There have also been some updates to the Sidebar. New panels are available that let you check local driving traffic, search for jobs, and monitor eBay auctions. Panels can be undocked from the Sidebar and placed anywhere on the desktop. Once they are undocked, you can opt to hide them, or set them to always be on top. Also, in an attempt to build more interest in Google Talk, Google's instant messaging applet, news items, and Web clips can be shared with your Google Talk friends.
Google Desktop is available only for Windows XP or Windows 2000 SP3+.
Conclusion
Google Desktop on its own is a worthy competitor in the field of desktop search. It has the ability to search a range of media types not found in the other desktop search programs, including the Web history of Internet Explorer, Firefox, Mozilla, and Netscape; AIM, MSN Messenger, and Google Talk chats; plus Gmail, Outlook, Outlook Express, Netscape Mail, Thunderbird, and Mozilla Mail. The ability to password-protect searches and remove items from its index are also much-needed additions to help protect personal data.

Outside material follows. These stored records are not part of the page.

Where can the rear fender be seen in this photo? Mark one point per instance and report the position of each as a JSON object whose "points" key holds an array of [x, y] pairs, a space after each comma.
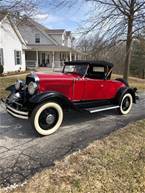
{"points": [[124, 90]]}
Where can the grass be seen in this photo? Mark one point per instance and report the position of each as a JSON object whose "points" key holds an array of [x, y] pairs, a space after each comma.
{"points": [[115, 164], [7, 81]]}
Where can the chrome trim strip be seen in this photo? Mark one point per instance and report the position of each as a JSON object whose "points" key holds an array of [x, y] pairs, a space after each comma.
{"points": [[104, 109], [16, 111], [15, 115]]}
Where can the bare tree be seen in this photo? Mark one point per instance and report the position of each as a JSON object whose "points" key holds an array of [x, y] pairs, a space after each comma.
{"points": [[117, 20]]}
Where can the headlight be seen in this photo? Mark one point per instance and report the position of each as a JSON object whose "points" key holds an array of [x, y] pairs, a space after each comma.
{"points": [[18, 84], [32, 86]]}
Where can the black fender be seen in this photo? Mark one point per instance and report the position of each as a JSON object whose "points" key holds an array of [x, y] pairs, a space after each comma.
{"points": [[11, 88], [121, 92], [62, 100]]}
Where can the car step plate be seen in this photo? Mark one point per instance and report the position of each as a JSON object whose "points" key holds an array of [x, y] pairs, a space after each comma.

Networking Pipeline editor Preston Gralla recently reversed his position on Search Across Computers. Originally citing concerns about personal documents being stored on Google's servers, he warned against enabling the feature. After a phone call with a Google representative, he is now using SAC on several PCs. The reason for the change in his comfort level? "At any one time, very little of your information is stored on Google servers."
He's right. Fears about subpoenas may be greatly exaggerated.
However, it doesn't change the overall concerns of security professionals. By using Search Across Computers, employees are transmitting confidential company documents outside existing security systems. The means of transmission and storage (for the limited time documents are on its servers) aren't understood, because Google hasn't explained them. Additionally, the Google Desktop software provides no mechanism for indicating when data is uploaded to a server, when it's accessed by your second computer and when it's deleted from Google's servers. We just don't know.
If Google is going to play in the software market, it needs to take responsibility for communicating what its software does and does not do, in conjunction with the software release. It needs to be more respectful of the burden on security/IT professionals and enable features that help them protect their data. We all know that Google will do no evil, but they need to help make sure that they don't enable it either.